When the exception is thrown, it causes the enclosing statements to terminate abnormally until the exception is handled. This is described in other examples.
It is good practice to both create and throw the exception object in a single statement, as shown above. It is also good practice to include a meaningful error message in the exception to help the programmer to understand the cause of the problem.

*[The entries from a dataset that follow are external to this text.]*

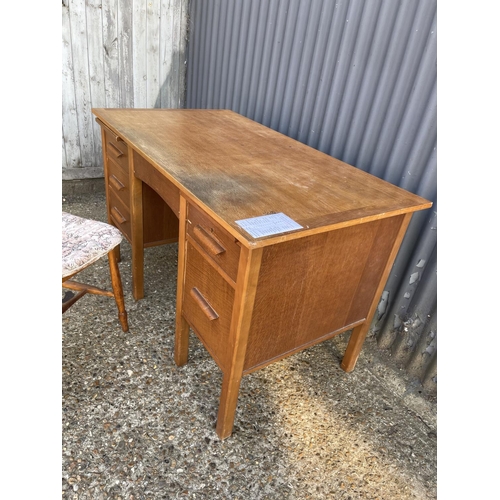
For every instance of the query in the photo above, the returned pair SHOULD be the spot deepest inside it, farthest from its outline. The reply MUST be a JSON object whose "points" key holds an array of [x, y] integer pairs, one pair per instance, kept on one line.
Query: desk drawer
{"points": [[118, 182], [116, 149], [219, 245], [120, 214], [208, 304]]}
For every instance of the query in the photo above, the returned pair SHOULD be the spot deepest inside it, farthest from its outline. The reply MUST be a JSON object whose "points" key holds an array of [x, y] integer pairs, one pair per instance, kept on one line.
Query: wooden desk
{"points": [[188, 175]]}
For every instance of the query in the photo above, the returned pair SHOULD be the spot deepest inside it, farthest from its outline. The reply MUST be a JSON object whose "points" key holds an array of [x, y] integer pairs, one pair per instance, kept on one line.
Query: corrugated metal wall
{"points": [[357, 80], [127, 53]]}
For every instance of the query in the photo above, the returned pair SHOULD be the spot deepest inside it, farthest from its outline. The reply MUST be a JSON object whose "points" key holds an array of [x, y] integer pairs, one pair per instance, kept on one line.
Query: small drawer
{"points": [[120, 214], [116, 149], [207, 304], [219, 245]]}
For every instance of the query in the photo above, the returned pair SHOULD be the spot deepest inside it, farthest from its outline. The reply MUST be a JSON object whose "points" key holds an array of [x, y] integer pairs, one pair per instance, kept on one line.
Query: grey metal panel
{"points": [[357, 80]]}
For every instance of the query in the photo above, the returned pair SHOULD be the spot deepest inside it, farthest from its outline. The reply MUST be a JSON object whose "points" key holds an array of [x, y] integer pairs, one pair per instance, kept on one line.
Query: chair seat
{"points": [[85, 241]]}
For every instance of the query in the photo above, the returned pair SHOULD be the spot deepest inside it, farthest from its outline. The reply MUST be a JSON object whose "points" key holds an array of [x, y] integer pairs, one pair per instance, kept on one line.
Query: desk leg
{"points": [[181, 325], [246, 286], [136, 219], [359, 333]]}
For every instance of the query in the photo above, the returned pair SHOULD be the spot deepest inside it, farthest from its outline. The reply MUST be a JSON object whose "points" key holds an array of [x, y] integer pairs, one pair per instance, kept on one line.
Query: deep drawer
{"points": [[208, 304], [219, 245], [118, 182], [120, 214]]}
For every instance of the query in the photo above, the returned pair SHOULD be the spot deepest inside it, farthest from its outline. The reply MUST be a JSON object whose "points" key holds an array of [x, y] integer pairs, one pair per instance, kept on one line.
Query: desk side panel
{"points": [[316, 286]]}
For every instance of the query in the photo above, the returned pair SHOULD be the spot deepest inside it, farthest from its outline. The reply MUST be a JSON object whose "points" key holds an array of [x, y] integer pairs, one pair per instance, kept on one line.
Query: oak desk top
{"points": [[239, 169]]}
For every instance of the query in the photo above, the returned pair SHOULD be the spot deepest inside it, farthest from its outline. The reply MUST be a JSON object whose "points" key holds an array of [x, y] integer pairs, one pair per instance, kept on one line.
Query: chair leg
{"points": [[116, 282]]}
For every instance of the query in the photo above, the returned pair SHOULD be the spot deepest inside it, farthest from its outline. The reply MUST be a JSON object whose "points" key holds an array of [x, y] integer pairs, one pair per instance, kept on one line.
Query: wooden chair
{"points": [[84, 242]]}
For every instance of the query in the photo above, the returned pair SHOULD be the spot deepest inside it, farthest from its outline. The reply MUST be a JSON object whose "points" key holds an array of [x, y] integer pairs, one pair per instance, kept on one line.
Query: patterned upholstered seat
{"points": [[85, 241]]}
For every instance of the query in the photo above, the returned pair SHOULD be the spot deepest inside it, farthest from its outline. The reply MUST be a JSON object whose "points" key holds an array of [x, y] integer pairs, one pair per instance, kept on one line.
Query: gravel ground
{"points": [[136, 426]]}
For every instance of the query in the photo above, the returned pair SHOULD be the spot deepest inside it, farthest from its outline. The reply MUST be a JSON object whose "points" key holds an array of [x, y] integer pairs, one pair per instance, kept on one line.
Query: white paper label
{"points": [[267, 225]]}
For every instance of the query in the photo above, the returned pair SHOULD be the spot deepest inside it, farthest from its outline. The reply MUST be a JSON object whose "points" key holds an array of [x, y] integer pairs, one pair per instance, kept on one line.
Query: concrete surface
{"points": [[136, 426]]}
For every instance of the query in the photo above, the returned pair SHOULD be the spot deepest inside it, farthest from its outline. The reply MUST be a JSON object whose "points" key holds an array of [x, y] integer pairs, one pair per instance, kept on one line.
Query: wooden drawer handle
{"points": [[207, 241], [117, 215], [202, 302], [116, 183], [118, 151]]}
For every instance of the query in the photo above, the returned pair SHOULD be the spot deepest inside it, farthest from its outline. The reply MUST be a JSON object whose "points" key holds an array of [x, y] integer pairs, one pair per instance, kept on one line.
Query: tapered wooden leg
{"points": [[354, 346], [248, 273], [359, 333], [228, 402], [116, 283], [181, 325], [117, 253], [137, 229]]}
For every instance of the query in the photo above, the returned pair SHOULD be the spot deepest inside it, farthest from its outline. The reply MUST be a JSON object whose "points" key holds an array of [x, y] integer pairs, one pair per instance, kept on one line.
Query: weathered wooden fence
{"points": [[116, 53]]}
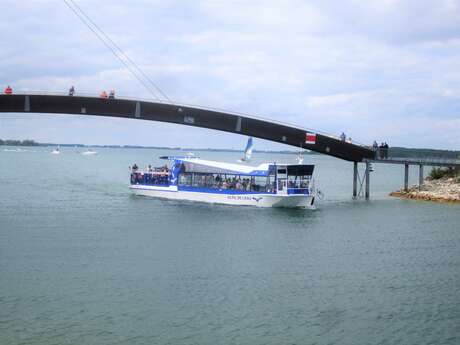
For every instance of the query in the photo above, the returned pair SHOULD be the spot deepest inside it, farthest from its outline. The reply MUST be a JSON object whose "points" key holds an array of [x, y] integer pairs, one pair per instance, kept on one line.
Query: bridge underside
{"points": [[184, 115]]}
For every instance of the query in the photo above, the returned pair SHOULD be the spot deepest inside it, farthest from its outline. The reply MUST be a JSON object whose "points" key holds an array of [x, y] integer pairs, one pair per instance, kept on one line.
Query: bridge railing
{"points": [[86, 93]]}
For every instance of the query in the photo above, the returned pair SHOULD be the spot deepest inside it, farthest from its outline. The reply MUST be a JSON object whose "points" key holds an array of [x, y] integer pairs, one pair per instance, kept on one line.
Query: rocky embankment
{"points": [[441, 190]]}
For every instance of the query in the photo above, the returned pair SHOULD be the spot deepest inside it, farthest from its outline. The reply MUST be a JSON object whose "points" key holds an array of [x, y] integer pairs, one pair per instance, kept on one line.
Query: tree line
{"points": [[11, 142]]}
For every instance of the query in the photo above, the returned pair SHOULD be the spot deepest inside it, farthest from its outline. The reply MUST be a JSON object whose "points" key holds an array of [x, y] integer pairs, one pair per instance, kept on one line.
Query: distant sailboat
{"points": [[247, 151], [89, 152], [56, 151]]}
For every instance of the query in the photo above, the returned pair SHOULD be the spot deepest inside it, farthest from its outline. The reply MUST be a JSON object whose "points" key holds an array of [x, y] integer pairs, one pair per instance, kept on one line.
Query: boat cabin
{"points": [[198, 175]]}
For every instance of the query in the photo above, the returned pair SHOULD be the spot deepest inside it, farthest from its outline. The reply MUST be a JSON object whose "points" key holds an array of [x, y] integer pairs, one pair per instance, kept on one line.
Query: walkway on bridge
{"points": [[186, 115]]}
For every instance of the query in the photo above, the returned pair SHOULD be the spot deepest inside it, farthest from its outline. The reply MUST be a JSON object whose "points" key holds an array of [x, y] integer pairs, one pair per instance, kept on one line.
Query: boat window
{"points": [[228, 181], [295, 181]]}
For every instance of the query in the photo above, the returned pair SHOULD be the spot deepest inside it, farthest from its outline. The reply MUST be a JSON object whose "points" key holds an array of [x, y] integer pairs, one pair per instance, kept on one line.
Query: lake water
{"points": [[82, 261]]}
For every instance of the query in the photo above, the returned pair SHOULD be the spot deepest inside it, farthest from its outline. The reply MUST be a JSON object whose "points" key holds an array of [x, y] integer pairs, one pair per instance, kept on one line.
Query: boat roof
{"points": [[231, 168], [206, 166]]}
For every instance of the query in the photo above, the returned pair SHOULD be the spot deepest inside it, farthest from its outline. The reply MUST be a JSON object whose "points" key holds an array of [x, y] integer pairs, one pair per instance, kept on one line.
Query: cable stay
{"points": [[117, 51]]}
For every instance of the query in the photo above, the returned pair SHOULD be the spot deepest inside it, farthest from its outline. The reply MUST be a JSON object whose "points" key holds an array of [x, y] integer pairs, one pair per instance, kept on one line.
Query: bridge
{"points": [[185, 115], [216, 120]]}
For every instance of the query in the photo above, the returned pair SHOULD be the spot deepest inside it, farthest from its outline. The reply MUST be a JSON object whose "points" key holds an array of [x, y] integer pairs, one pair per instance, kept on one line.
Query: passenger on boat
{"points": [[8, 90]]}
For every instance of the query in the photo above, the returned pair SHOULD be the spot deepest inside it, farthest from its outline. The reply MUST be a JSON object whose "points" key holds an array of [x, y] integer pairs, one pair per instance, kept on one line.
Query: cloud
{"points": [[375, 69]]}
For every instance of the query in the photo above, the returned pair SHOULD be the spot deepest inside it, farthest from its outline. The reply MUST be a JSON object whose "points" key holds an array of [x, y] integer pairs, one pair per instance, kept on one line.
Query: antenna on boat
{"points": [[247, 151], [299, 157]]}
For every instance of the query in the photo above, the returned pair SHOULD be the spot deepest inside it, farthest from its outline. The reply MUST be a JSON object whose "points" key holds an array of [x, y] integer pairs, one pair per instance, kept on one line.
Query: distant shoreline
{"points": [[393, 151], [31, 143]]}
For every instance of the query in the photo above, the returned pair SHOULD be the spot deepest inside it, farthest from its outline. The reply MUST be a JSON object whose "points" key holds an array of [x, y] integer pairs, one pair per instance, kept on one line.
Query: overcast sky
{"points": [[386, 70]]}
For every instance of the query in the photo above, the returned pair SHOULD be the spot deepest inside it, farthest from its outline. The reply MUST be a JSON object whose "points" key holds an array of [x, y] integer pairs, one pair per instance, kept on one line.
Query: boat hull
{"points": [[246, 199]]}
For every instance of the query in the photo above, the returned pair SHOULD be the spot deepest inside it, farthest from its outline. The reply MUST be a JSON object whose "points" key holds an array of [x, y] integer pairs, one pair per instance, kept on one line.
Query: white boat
{"points": [[194, 179], [89, 152], [15, 150]]}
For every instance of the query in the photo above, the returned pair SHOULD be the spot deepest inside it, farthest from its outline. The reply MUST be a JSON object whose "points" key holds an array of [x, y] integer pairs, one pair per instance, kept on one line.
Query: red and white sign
{"points": [[310, 138]]}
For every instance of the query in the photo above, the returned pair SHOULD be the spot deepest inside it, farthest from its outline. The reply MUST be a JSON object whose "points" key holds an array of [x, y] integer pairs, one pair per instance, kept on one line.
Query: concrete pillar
{"points": [[355, 179], [368, 179], [406, 177], [420, 175]]}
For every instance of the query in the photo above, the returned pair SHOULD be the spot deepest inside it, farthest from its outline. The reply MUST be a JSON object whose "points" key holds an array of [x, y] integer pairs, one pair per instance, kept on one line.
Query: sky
{"points": [[383, 70]]}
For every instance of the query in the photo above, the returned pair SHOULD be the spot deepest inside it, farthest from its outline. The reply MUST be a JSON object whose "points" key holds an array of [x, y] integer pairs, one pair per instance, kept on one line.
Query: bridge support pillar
{"points": [[355, 179], [368, 179], [406, 177], [420, 175]]}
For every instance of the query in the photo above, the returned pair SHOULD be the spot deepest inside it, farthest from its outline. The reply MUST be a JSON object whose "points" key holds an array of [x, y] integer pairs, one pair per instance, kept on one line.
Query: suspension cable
{"points": [[98, 32], [136, 66]]}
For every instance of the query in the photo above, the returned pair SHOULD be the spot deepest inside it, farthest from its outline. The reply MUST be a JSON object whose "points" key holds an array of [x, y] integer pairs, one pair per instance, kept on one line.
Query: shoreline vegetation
{"points": [[442, 185]]}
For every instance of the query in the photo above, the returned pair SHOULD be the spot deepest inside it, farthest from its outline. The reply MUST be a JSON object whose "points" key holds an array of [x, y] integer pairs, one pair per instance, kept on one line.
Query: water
{"points": [[83, 261]]}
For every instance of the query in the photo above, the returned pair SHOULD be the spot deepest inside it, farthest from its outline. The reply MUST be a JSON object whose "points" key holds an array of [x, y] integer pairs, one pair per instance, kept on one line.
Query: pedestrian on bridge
{"points": [[8, 90], [375, 147]]}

However, this is not necessarily the message that you should be showing to the end user. (For a start, Java has no direct support for internationalizing exception messages.)
There are a couple more points to be made:
We have declared the checkNumber
as throws IllegalArgumentException
. This was not strictly necessary, since IllegalArgumentException
is a checked exception; see The Java Exception Hierarchy - Unchecked and Checked Exceptions. However, it is good practice to do this, and also to include the exceptions thrown a method's javadoc comments.
Code immediately after a throw
statement is unreachable. Hence if we wrote this:
throw new IllegalArgumentException("it is bad");
return;
the compiler would report a compilation error for the return
statement.
Many standard exceptions have a constructor with a second cause
argument in addition to the conventional message
argument. The cause
allows you to chain exceptions. Here is an example.
First we define an unchecked exception that our application is going throw when it encounters a non-recoverable error. Note that we have included a constructor that accepts a cause
argument.
public class AppErrorException extends RuntimeException {
public AppErrorException() {
super();
}
public AppErrorException(String message) {
super(message);
}
public AppErrorException(String message, Throwable cause) {
super(message, cause);
}
}
Next, here is some code that illustrates exception chaining.
public String readFirstLine(String file) throws AppErrorException {
try (Reader r = new BufferedReader(new FileReader(file))) {
String line = r.readLine();
if (line != null) {
return line;
} else {
throw new AppErrorException("File is empty: " + file);
}
} catch (IOException ex) {
throw new AppErrorException("Cannot read file: " + file, ex);
}
}
The throw
within the try
block detects a problem and reports it via an exception with a simple message. By contrast, the throw
within the catch
block is handling the IOException
by wrapping it in a new (checked) exception. However, it is not throwing away the original exception. By passing the IOException
as the cause
, we record it so that it can be printed in the stacktrace, as explained in Creating and reading stacktraces.